Other panels, such as The Scrap reflect a less domesticated animal, one that reflects the animal's lost predatory past. In observing the way that cats taunt their prey – like mice, skinks, cockroaches – zoologists have commented that they are reliving the prelude to a kill that is now robbed of them in having food served to them without a fight. Like the magnetism of Keats' eternal Belle Dame sans Merci, there is sometimes something perversely alluring in unrepentant cruelty, where death is an unerring and necessary reality. Play Lunch is scored with a narrow line of iridescence that is otherwise only the light brown of the raw wood. Split across three tiers, which is the formal makeup of most of these works, the cats appear to be in state of urgency: attentive, hungry. The bodies are grotesquely distorted, either divided into separate planes in brutal abstracted strips, or lithely protracted, evoking the serpentine extension of the torso body before pouncing. As a humorous afterthought to the anticipation of violence one notices that the bird that one cat is so intently watching is not on a branch, but perched on another cat's tail.

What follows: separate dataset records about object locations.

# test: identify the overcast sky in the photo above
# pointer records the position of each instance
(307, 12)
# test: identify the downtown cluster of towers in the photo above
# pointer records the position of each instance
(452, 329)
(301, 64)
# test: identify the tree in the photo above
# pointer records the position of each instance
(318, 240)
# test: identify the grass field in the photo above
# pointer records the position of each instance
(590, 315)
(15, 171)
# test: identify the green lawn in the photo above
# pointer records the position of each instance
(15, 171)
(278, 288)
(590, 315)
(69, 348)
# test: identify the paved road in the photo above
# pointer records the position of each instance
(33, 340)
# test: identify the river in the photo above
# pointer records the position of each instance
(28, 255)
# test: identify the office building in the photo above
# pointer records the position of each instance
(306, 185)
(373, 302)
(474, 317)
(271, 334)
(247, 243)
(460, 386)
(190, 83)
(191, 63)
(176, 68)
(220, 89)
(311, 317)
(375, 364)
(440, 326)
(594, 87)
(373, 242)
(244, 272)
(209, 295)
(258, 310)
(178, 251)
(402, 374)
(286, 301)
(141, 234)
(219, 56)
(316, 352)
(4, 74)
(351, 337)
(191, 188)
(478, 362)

The extended feline body is yet more pronounced, but less violent and irate in a panel of more subdued earth tones (Cat Life). In Two Humps the upper strip of the body is sinuously elongated, as if Snape is encompassing two or three movements at once; on lower panels they seem to disappear into the colour, embedding themselves contentedly into its benign abstract thickness. They are strongly reminiscent of rock painting from Northern Arnhem Land, especially for the way in which the figure-ground binary is subdued, and the rock appears to house the form rather than simply support. There is no desire on Snape's part for gratuitous cultural references, but what is important here is that the way in which the work of art offers a stable home for the form. In an age that is skeptical of the sacred, these works are nonetheless consoling.

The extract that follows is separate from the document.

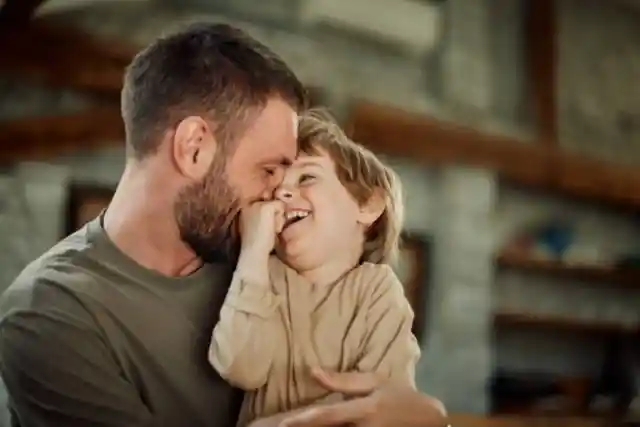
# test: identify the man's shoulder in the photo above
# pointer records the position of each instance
(64, 271)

One of the 'jobs' of artists is to show us what is under our noses, or to help us see what we have always been wanting to see; or to alert us to what it is we really ought to be seeing. It is important to remember that the Cubists considered what they were doing, in some mystical way, as a sort of realism. Less mystically, Michael Snape’s cats are of the same genus of realism, yet belongs to creatures of a different genus from us, but whose difference we find either threatening or endearing. Either way, they are animals on which we spend a great deal of imaginative energy. This exhibition is devoted to the kind of embellishments and speculations that we mere humans foist on entities who know that to keep this spell alive, it is best to stay silent.